Synchronization is a very important problem in multimedia streaming.Multimedia objects, in general, may be composed of multiple media streams such as audio and video, whose retrieval must proceed so as to not only maintain continuity of playback of each of the constituent media streams, but also preserve the temporal relationships among them. The design of mechanisms and protocols for providing synchronous access to multimedia services over integrated networks constitutes the subject matter of this paper. Thus it is important to guarantee that the playback of the stream at different users is going to be the same or synchronous.
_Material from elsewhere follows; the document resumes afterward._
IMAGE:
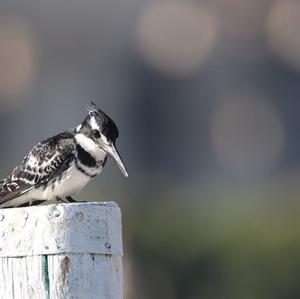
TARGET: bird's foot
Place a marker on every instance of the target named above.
(70, 199)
In general, the different media streams constituting a multimedia object may be captured or played back at different sites (such as telephones, videophones, cameras, digital HDTVs, audio speakers, etc., generically referred to as mediaphones in the rest of this paper) on the network. For example, video may be played back at HDTV display sites and audio at CD-quality speakers, each of which may be connected directly to the network via digitizers (see Figure 1). When network delays are deterministic or constant (as in analog transmission over cable TV networks), and recording/playback rates of all the users’ media capture and display sites are perfectly matched, synchronous playback is easily ensured; all that is required of a multimedia server is that it (1) instruct the mediaphones to commence playback after preset delays following the reception of the first media unit, and then (2) transmit media units to those mediaphones at their playback rate. However, in future integrated networks, factors such as congestion and queueing at network nodes are expected to introduce non-deterministic delays. Media objects may be recorded at one set of mediaphones (such as cameras belonging to video publishing and distribution houses), then stored at the multimedia server, and later played back at a different set of mediaphones (such as digital HDTVs belonging to residential consumers); and there may not be any commonality in the time of existence of connections to media recording and playback sites, rendering synchronization between clocks virtually impossible among those sites. In all such environments, additional mechanisms are essential for enforcing synchronization between media.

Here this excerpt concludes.